When he saw his plan fail, the Shah had the Imam exiled from Iraq. He thereafter traveled to Paris and settled in the suburb of Neauphle-le-Chateau. The Shah had hoped that this would serve to minimize contact between the Imam and his followers in Iran. On the contrary, thanks to the Shah’s own attempts to closely link Iran and Europe, communication with his associates became even easier for the Imam! Furthermore, he was often visited by Western journalists and reporters in Paris, and the whole world soon knew about Imam Khomeini and his vision of an Islamic state based upon the teachings of the Qur’an and the Ahlul Bayt (peace be upon them).

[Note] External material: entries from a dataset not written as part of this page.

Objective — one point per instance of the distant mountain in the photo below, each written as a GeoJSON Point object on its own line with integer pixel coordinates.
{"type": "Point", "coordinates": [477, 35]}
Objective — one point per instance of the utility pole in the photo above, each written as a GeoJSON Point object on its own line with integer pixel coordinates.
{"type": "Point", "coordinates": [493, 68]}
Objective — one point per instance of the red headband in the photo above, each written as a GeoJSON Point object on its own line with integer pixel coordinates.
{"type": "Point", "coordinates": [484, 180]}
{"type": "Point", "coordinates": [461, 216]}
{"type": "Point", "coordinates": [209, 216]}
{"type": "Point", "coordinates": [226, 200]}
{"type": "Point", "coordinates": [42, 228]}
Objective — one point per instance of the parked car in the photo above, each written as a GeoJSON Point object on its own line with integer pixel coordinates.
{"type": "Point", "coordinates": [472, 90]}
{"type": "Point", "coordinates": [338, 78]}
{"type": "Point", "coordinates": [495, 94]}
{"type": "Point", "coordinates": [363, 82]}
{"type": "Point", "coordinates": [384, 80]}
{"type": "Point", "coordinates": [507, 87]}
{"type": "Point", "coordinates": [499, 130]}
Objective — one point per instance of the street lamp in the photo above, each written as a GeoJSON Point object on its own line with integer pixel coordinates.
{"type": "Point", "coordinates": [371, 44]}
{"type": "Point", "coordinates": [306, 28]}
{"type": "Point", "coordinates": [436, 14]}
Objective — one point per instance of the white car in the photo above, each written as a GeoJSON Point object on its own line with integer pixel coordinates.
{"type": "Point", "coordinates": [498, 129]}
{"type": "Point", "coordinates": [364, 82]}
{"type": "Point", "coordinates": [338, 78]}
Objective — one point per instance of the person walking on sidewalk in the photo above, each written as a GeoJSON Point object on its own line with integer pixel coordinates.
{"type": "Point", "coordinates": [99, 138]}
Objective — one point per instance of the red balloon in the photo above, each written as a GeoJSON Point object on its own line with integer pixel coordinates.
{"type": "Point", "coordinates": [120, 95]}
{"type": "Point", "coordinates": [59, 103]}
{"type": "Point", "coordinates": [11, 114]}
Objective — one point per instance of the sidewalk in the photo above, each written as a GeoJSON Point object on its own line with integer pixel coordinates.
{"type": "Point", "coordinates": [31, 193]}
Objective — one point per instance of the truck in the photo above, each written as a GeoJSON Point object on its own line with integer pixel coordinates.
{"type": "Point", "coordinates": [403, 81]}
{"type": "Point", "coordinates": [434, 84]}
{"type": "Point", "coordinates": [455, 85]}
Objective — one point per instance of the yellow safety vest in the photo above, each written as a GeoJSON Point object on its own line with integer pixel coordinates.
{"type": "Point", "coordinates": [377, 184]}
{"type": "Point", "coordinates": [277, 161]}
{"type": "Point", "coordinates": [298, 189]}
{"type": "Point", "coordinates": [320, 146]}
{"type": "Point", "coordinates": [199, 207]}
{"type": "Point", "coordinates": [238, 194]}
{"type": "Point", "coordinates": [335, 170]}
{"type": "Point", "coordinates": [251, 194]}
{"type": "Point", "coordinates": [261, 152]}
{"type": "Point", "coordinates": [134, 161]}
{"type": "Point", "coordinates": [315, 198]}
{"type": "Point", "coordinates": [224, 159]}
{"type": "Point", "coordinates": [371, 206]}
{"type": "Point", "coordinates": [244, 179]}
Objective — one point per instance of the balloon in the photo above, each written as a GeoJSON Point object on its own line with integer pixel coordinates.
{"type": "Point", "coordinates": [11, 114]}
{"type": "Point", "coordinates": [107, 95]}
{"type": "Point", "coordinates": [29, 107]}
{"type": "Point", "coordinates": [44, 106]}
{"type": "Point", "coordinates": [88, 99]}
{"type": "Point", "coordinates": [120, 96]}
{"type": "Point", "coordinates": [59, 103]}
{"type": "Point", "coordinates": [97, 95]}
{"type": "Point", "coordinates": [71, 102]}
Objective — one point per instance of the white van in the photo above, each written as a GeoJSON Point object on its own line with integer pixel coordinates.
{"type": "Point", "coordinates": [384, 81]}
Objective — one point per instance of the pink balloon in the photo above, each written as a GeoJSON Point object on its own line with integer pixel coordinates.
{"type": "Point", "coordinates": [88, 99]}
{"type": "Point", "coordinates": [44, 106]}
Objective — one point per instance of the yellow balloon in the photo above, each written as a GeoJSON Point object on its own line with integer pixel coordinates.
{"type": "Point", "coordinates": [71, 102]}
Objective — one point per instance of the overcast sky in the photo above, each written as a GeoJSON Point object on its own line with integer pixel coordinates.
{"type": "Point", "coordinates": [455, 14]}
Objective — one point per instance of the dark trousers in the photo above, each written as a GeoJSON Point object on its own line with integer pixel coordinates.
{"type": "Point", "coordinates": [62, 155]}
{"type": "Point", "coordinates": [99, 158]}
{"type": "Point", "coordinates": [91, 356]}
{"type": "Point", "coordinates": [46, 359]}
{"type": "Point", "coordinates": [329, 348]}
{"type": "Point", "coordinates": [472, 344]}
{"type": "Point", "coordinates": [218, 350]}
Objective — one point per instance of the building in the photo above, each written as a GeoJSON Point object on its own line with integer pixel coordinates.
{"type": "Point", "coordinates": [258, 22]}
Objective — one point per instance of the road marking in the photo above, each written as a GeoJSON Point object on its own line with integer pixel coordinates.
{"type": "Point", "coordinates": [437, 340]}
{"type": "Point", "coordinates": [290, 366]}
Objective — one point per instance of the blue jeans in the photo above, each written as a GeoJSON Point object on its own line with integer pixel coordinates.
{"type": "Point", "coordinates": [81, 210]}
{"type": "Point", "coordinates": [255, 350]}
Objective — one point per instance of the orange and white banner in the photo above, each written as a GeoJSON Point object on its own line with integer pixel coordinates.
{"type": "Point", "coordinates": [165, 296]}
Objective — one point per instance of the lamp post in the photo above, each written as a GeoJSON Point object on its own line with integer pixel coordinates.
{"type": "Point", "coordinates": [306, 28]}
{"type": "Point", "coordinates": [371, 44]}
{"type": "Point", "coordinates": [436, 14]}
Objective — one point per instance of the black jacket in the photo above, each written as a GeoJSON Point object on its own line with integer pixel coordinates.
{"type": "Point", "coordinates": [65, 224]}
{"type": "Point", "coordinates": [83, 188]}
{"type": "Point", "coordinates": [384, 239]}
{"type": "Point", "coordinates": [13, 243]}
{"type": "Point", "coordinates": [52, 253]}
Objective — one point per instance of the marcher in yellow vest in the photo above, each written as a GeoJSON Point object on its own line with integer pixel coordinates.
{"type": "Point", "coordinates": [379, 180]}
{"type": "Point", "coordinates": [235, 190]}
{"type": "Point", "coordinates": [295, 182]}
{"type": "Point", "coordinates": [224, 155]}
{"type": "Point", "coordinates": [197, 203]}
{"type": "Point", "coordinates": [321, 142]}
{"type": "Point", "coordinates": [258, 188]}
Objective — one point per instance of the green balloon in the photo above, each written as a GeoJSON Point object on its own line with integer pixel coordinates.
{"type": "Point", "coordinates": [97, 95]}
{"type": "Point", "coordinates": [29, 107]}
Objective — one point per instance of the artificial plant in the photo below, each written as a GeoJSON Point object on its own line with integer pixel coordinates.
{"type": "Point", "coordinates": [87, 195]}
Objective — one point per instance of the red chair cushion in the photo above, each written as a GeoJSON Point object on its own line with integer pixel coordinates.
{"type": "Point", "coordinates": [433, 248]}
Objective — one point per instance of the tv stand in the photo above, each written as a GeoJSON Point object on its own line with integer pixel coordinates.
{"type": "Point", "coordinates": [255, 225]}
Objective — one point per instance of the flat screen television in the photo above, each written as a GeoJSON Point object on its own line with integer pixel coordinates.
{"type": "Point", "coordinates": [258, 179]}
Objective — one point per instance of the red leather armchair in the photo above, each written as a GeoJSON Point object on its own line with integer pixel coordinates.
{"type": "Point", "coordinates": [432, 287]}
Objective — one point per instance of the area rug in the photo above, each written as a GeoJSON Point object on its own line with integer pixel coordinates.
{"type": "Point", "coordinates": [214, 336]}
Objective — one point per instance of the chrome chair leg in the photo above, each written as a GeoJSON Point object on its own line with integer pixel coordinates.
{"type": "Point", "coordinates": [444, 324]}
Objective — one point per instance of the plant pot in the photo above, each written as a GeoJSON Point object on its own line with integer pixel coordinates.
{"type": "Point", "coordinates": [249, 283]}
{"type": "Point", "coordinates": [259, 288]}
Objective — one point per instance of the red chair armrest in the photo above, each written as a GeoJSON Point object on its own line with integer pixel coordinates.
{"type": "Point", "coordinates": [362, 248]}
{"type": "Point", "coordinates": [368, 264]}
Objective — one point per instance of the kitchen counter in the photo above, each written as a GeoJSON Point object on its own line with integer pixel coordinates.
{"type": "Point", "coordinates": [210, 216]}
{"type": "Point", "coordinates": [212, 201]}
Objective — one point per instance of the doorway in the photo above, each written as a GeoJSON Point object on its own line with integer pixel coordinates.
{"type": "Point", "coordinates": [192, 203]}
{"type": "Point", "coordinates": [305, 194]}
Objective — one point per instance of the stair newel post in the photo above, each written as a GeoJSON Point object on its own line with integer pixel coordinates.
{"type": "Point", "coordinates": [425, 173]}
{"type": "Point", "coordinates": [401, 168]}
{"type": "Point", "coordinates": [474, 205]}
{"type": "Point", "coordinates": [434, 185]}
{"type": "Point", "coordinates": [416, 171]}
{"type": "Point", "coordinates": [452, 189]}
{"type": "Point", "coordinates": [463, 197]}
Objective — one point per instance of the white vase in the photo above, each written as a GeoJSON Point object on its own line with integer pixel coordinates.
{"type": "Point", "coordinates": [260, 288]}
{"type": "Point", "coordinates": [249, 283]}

As the Muharram season approached, the Imam declared that the Iranian must follow in the example of Imam Hussain (peace be upon him) in rising up against tyranny and injustice. On the eve of Ashura in 1399 AH, over a million people donned in white martyrdom shrouds marched through the streets of Tehran. They called for a list of 17 demands, topmost of which was the establishment of an Islamic government in Iran. Thousands of protestors were gunned down by government helicopters, but to no avail. Around the country, workers in one industry after another declared periods of national strike. The Revolution had begun.
From Paris, the Imam proclaimed the establishment of the Council of Islamic Revolution, which would replace the government of Prime Minister Bakhtiar. The Shah fled Iran, never to return. The only thing between Iran and an Islamic government now was a military coup d’état. Millions of protestors came out to face the soldiers, but instead of using violence, they invoked their brotherhood. They brought gifts for the soldiers and placed flowers in the barrels of their guns. Massive desertion followed.

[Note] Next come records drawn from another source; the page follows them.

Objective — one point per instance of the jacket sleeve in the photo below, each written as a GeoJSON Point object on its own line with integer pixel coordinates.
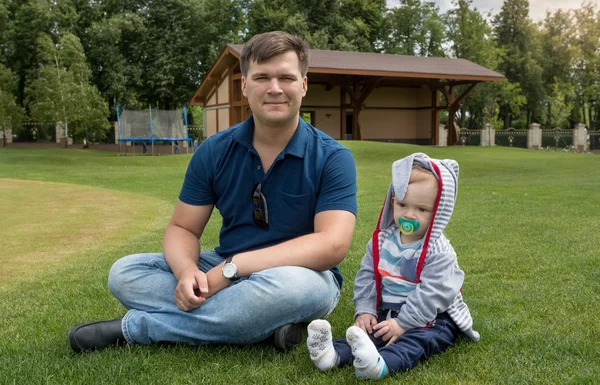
{"type": "Point", "coordinates": [365, 290]}
{"type": "Point", "coordinates": [441, 280]}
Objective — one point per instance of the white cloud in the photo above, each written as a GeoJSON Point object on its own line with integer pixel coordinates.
{"type": "Point", "coordinates": [537, 8]}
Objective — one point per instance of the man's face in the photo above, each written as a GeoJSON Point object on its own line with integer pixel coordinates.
{"type": "Point", "coordinates": [275, 89]}
{"type": "Point", "coordinates": [418, 204]}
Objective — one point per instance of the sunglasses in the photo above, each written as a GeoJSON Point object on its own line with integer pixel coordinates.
{"type": "Point", "coordinates": [260, 219]}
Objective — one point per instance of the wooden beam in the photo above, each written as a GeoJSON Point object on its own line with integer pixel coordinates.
{"type": "Point", "coordinates": [464, 94]}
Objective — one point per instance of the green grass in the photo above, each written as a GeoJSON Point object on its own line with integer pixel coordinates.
{"type": "Point", "coordinates": [526, 229]}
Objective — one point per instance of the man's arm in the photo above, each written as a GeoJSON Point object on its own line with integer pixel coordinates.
{"type": "Point", "coordinates": [182, 250]}
{"type": "Point", "coordinates": [320, 251]}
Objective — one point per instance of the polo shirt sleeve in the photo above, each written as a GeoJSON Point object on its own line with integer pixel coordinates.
{"type": "Point", "coordinates": [338, 183]}
{"type": "Point", "coordinates": [197, 189]}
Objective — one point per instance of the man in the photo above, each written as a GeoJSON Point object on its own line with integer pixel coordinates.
{"type": "Point", "coordinates": [287, 195]}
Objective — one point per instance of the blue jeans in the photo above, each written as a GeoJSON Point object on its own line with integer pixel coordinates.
{"type": "Point", "coordinates": [246, 312]}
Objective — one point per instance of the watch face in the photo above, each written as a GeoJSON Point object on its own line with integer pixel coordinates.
{"type": "Point", "coordinates": [229, 270]}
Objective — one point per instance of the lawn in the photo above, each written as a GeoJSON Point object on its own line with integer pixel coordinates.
{"type": "Point", "coordinates": [526, 228]}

On 2nd Rabi al-Awwal, 1399 AH (January 31, 1979 CE), the Imam took a chartered Air France flight to Tehran. He was greeted at the airport by millions of followers. Upon arriving in Iran, the Imam traveled first to the Behesht Zehra cemetery to pay his respects to the martyrs of the Revolution. A few days later, a provisional Islamic government was established under Mahdi Bazargan. As the military completely disintegrated, Bakhtiar imposed a curfew in Iran. In response, the Imam urged his followers to defy the curfew and declared that if his followers were opposed or attacked, he would declare Jihad against the government. The military finally withdrew its support from the Bakhtiar regime, and on 14 Rabi al-Awwal, 1399 AH (February 14, 1979), the imperial regime finally collapsed. The Revolution had triumphed.
A referendum was shortly held, and the people voted overwhelmingly in favor of the establishment of an Islamic government. An Assembly of Experts (consisting of jurists) convened to approve the proposed constitution. Towards the end of the year, the constitution was also approved by the people. Article Five of the constitution declared that during the occultation of the 12th Imam, “the governance and leadership of the nation devolve upon the just and pious jurist who is acquainted with the circumstances of his age; courageous, resourceful, and possessed of administrative ability; and recognized and accepted as leader (Rahbar) by the majority of the people.” Imam Khomeini was unanimously chosen as the first Rahbar of the newly-proclaimed Islamic Republic of Iran.